1) Publish a new set of weights to Tensorcast under an immutable versioned key. 2) Trigger an inference service to reload that weight_version. 3) Optionally wait for acknowledgement and garbage-collect old versions.

Current vllm with load_format="tensorcast" no longer treats weight_version or /set_model_weight as TensorCast serving identity. That runtime expects a published serving artifact and reloads through POST /reload_serving_artifact with a selector + policy request. Use vllm/tools/tensorcast_prepare_local_dir.py or a serving-artifact publisher to produce that request. The reload sections below apply to non-TensorCast or legacy /set_model_weight deployments.

It supports two publishing modes:

  • publish(...): publish a CUDA tensor dict via tensorcast.put(...) (preferred long-term).
  • publish_from_disk(...): bridge for systems that already export HuggingFace safetensors folders to shared storage and want Tensorcast key-based loading without changing the training export path yet.

Import

from tensorcast.tools.weight_publisher import WeightPublisher, WeightPublisherConfig

# Or, equivalently:
# from tensorcast.tools import WeightPublisher, WeightPublisherConfig

Key and Version Rules (Important)

  • Keys are expected to be immutable version keys.
  • version (aka weight_version) must be monotonic for a given model_name.
  • Do not reuse the same key for different weights.

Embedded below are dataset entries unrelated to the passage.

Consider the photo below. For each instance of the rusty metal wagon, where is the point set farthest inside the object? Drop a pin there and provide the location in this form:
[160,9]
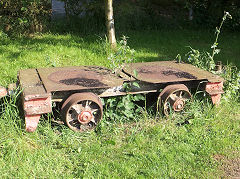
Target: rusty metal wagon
[79,89]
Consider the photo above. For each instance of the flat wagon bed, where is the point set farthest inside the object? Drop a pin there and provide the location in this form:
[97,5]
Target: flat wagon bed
[79,89]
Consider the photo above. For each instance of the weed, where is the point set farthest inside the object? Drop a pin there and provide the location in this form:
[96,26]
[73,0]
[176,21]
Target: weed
[205,60]
[123,55]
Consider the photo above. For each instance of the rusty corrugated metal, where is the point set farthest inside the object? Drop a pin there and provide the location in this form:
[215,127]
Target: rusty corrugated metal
[169,71]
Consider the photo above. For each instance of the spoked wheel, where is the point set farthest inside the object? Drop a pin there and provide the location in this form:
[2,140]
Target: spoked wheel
[82,111]
[173,98]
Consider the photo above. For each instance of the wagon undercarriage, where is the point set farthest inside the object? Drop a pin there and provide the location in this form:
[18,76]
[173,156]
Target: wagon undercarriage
[79,89]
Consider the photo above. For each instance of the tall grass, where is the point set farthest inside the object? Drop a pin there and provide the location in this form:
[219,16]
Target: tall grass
[143,147]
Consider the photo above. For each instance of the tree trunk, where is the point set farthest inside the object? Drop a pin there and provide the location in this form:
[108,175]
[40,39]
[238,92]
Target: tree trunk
[110,23]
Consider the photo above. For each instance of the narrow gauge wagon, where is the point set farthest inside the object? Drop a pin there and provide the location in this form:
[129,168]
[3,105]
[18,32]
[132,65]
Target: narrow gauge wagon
[79,89]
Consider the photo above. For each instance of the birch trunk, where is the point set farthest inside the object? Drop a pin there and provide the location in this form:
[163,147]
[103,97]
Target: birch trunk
[110,23]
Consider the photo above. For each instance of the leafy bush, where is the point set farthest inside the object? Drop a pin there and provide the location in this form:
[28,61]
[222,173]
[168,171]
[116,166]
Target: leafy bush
[205,60]
[24,16]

By default the publisher verifies that the key mapping points to the artifact it just published (verify_key_mapping=True). If the key already exists and points to a different artifact, the publisher raises an error instead of silently proceeding.

Default key format:

model:{model_name}:v{weight_version}

Configure via key_template.

Mode A: Publish CUDA Tensors (tc.put)

Use this when your training engine can produce a CUDA tensor dict directly.

import tensorcast as tc
import torch

from tensorcast.tools.weight_publisher import WeightPublisher, WeightPublisherConfig

cfg = WeightPublisherConfig(
    model_name="llama7b",
    key_template="model:{model_name}:v{weight_version}",
    policy="durable",               # default
    wait_persistence=True,          # default
    keep_last=2,                    # keep rollback window
    history_path="/tmp/weights_history.json",
    trigger_reload=False,           # publish only
)

publisher = WeightPublisher(cfg)

# Tensors can be either:
# - all CUDA tensors on the same device (recommended), or
# - all CPU tensors (Tensorcast will stage them to CUDA during `put`).
tensors = {
    "transformer.wte.weight": torch.empty((10, 10), device="cuda:0"),
}

artifact_id = publisher.publish(tensors, version=123)
print("published", artifact_id)

Notes: - tensorcast.put requires a CUDA device to be available (even if you pass CPU tensors). For best performance, publish CUDA tensors on a single device. - If you do not run Tensorcast managed persistence, you may need to set policy=None (or use a non-durable policy) and/or disable wait_persistence.

Mode B: Publish from a HF Safetensors Folder (tc.from_disk)

This is an incremental bridge for disk-export systems (for example, exporting model.safetensors.index.json + model-00001.safetensors shards).

from tensorcast.tools.weight_publisher import WeightPublisher, WeightPublisherConfig

publisher = WeightPublisher(
    WeightPublisherConfig(
        model_name="llama7b",
        key_template="model:{model_name}:v{weight_version}",
        from_disk_verify_checksums=True,
        trigger_reload=False,
        keep_last=0,
    )
)

artifact_id = publisher.publish_from_disk("/shared/tensorcast/models/demo_hf_v123", version=123)
print("published", artifact_id)

Important: - The HF directory must be immutable per version. Do not overwrite the same folder for different versions. - publish_from_disk requires a Tensorcast daemon that can access the folder path (typically via shared storage).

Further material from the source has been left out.